Grève à la RATP: Paris et l'Ile-de-France échappent à la paralysie, pas aux bouchons

  • La direction de la RATP a compté moins d'un quart de grévistes dans l'entreprise, très concentrés sur les métiers de la conduite
  • Ce vendredi, alors que beaucoup de travailleurs craignaient une journée noire, la matinée n'a finalement pas donné lieu à de grosses difficultés dans les transports publics

PARIS: Les habitants de la région parisienne ont été confrontés vendredi à une grève de la RATP pour les salaires, la première massive depuis le début de la pandémie, mais Paris n'a pas été paralysée malgré des bouchons importants de la matinée sur les routes d'Ile-de-France.

La direction de la RATP a compté "moins d'un quart de grévistes dans l'entreprise, très concentrés sur les métiers de la conduite". Les syndicats ont eux salué une "mobilisation réussie" et laissé entrevoir d'autres actions face au blocage des négociations.

Ce vendredi, alors que beaucoup craignaient une journée noire, la matinée n'a finalement pas donné lieu à de grosses galères.

"C'est mieux qu'annoncé. Il y aura des perturbations fortes (...), mais ce sera mieux", a rapidement estimé le ministre délégué aux Transports Jean-Baptiste Djebbari.

Les mieux lotis ont pu s'épargner des difficultés de transport en optant pour le télétravail: concrètement, les usagers franciliens ont paru en mesure de s'adapter, à l'image de Pierre-Yves Humbert, 33 ans, désireux de rejoindre le centre de Paris depuis Vincennes.

"C'est un peu long et on est un peu désorienté", mais "ça devrait le faire", a-t-il commenté vers 08H00, au moment de trouver une rame de métro à la Nation. "Le télétravail? (...) Mes patrons ne sont pas trop chauds", a-t-il en revanche noté.

Bouchons

Ceux qui n'ont pas télétravaillé ont pu bénéficier aux heures de pointe de deux lignes de métro supplémentaires par rapport aux prévisions (les 11 et 12). A l'inverse, les lignes 2, 3bis, 5, 7bis, 8 et 10 n'ont pas fonctionné et les perturbations ont aussi touché RER, trams et autobus.

Hormis les deux lignes automatiques (1 et 14), les métros ont été à l'arrêt entre 09H30 et 16H30, et les quelques lignes ouvertes devaient s'arrêter à 19H30.

Alors, faute de transports publics ou pour compléter leur trajet, les Franciliens qui le pouvaient ont marché, enfourché un vélo ou sauté sur une trottinette, ou changé d'itinéraire.

Nombre d'entre eux ont été contraints de se rabattre sur leurs voitures: sur l'ensemble de l'Ile-de-France, la direction des routes a comptabilisé, via son site Sytadin, jusqu'à 270 kilomètres de bouchons un peu avant 08H00 puis avant 09H00, un cumul "exceptionnel" pour ces heures. Les bouchons sont restés importants jusqu'à 15H00 selon Sytadin.
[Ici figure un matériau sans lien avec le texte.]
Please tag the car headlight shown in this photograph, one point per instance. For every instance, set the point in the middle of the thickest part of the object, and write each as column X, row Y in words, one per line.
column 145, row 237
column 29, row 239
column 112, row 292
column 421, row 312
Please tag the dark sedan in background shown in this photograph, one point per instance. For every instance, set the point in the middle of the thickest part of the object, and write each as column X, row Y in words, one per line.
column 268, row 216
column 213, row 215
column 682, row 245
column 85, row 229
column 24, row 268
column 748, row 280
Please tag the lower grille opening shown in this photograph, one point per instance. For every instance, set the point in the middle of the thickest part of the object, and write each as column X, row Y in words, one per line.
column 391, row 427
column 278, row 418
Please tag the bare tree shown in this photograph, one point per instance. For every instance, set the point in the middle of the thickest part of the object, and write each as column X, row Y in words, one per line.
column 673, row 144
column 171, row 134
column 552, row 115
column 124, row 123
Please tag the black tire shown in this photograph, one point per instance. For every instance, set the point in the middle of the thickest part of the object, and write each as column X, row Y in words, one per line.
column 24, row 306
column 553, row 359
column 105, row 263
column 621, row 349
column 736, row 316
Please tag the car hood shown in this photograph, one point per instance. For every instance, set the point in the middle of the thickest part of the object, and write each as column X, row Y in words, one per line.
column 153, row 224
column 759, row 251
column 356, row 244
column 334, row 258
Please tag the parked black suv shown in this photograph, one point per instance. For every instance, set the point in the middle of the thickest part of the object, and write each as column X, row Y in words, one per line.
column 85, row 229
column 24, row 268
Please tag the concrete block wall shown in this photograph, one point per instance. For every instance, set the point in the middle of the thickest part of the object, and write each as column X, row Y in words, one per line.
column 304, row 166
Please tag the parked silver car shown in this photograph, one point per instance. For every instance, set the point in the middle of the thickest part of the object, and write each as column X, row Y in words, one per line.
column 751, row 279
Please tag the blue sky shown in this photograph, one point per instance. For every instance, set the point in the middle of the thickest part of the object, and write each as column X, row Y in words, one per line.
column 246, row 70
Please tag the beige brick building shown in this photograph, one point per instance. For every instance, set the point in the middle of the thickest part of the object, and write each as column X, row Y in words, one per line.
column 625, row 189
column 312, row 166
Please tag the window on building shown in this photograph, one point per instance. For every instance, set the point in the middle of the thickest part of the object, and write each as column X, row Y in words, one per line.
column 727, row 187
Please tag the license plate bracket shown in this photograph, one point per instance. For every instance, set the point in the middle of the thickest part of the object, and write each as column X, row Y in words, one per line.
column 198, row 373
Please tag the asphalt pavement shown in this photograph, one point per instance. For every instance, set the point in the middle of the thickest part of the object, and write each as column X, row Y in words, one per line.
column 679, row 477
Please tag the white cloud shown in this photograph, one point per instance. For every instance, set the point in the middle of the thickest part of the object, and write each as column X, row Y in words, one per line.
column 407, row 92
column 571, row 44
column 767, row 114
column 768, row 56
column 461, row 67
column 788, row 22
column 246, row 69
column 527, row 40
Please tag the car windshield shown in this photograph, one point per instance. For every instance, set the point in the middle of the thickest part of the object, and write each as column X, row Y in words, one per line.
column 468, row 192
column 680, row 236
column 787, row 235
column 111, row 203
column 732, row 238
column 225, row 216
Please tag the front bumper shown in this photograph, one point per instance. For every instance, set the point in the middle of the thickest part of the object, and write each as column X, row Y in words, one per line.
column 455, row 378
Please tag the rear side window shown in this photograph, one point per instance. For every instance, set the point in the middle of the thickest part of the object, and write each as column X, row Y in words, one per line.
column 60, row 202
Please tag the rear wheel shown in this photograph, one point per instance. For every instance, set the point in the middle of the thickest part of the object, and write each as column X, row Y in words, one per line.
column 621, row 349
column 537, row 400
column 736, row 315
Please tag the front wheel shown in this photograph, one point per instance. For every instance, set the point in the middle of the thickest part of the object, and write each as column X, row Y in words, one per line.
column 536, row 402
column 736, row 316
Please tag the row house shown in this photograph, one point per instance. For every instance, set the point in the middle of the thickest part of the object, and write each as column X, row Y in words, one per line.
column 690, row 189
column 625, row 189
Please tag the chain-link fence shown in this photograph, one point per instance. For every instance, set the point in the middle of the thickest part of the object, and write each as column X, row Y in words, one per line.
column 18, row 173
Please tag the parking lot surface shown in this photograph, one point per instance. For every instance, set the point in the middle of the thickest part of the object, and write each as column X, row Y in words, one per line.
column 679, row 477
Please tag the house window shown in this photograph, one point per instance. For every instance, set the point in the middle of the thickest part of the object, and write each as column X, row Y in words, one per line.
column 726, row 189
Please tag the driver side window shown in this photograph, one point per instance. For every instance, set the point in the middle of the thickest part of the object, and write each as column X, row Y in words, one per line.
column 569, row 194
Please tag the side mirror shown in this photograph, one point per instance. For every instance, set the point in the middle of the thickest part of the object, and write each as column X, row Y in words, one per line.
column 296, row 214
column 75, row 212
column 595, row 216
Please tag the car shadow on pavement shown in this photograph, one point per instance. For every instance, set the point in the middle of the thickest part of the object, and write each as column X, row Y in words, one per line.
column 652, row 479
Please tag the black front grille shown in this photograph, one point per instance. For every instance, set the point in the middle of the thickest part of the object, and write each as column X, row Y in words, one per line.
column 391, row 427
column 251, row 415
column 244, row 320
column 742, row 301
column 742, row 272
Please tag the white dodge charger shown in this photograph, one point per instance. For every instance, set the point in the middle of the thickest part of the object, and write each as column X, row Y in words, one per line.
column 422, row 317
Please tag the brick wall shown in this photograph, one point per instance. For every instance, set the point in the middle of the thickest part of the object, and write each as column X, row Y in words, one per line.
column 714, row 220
De quoi donner un arrière-goût de la dernière grande grève d'ampleur contre la réforme des retraites, fin 2019, juste avant la pandémie.
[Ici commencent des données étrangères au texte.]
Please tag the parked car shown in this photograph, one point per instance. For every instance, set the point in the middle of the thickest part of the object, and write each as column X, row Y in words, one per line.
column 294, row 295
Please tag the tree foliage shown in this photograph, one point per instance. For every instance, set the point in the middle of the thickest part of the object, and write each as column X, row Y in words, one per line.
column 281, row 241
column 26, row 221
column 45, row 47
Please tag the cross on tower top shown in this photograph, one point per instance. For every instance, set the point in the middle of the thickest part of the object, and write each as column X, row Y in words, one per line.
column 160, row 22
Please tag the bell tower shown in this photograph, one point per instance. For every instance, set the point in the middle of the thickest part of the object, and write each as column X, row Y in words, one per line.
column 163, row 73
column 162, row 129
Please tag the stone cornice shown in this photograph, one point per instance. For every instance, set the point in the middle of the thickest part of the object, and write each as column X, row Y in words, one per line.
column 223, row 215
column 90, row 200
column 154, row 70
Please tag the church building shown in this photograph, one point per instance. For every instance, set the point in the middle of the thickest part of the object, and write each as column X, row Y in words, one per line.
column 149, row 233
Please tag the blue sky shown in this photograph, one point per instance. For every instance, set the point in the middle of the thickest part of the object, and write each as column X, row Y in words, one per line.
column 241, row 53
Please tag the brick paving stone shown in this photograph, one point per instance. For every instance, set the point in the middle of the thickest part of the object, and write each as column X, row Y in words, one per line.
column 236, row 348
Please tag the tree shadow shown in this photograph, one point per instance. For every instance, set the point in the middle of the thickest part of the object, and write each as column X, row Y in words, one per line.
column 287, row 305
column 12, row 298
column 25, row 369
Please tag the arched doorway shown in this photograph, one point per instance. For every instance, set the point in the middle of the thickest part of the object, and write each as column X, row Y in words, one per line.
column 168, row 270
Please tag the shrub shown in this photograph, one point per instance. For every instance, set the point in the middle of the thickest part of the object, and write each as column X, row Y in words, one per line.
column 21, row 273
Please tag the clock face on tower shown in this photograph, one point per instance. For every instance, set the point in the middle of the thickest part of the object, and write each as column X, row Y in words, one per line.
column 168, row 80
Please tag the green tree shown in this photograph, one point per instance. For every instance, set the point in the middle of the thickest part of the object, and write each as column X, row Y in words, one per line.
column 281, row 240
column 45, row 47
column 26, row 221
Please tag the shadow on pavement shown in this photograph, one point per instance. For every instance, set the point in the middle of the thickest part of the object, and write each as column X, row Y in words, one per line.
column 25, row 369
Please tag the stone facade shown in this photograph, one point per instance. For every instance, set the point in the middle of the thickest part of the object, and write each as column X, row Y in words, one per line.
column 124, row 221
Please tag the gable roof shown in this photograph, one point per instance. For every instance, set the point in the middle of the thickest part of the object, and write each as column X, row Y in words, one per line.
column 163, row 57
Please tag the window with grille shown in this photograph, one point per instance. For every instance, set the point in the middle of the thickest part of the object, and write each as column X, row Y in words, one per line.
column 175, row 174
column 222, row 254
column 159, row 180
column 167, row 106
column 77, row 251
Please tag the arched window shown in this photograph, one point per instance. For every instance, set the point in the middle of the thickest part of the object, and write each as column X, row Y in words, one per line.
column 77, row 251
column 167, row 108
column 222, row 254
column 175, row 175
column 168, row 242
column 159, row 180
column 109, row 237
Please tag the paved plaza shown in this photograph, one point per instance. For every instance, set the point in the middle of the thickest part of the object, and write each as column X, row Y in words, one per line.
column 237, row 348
"Aujourd'hui, c'est plus de cinq millions de voyageurs qui sont pris en otages, des commerces et des services désertés. Attention à ce que la capitale ne finisse par être perçue comme une ville où il est de plus en plus difficile de vivre, de travailler et de se déplacer en toute liberté", s'est plaint Bernard Cohen-Hadad, président de la CPME Paris Ile-de-France.

Les critiques sont aussi venues du gouvernement. "Il y a une forme de grève réflexe que moi je ne comprends pas", a réagi son porte-parole Gabriel Attal sur BFMTV et RMC. "On peut avoir des revendications salariales. (Mais) faire grève un jour de grand départ en vacances, je ne pense pas que ce soit une bonne idée", a dit sur France Inter la ministre du Travail Elisabeth Borne, ancienne patronne de la RATP.

Départs en vacances

A la gare de Lyon, en ce premier jour de départ en vacances, de nombreux voyageurs s'étaient rabattus sur les deux lignes automatisées, les RER ou sur des taxis pour arriver à temps. Sven Roth, un Anglais en chemin avec sa fille pour aller skier dans les Alpes, racontait s'être jeté dans le métro Gare du Nord alors qu'il fermait, pour monter ensuite dans un RER bondé.

A la sortie de la gare vers 22H00, il fallait environ une demi-heure pour attraper un taxi, a constaté un journaliste de l'AFP.

Sur fond d'inquiétude provoquée par l'ouverture à la concurrence, les syndicats réclament au moins 3% d'augmentation quand la direction leur propose 2,7% en moyenne, dont seulement 0,4% pour tout le monde, le reste étant individualisé. 

Des négociations avaient lieu ce vendredi, mais elles se sont conclues sur une tonalité très différente: la direction s'est félicitée dans un communiqué des mesures prises, en annonçant notamment une prime de 200 euros net pour les plus bas salaires (24.000 salariés au total).

« Durcissement » ?

"Les discussion sont au point mort. La direction est irresponsable", ont réagi les syndicats dans un communiqué commun. "Le compte n'y est toujours pas!"

"Le dialogue social se résume en un dialogue patronal. (...) On ne s'interdit rien et la rentrée pourrait être chaude", a déclaré à l'AFP Laurent Djebali, de Force ouvrière (FO), dénonçant un "simulacre de discussion".

Après avoir évoqué une première "réussie". Arole Lamasse, de l'Unsa, n'a pas non plus exclu un "durcissement". 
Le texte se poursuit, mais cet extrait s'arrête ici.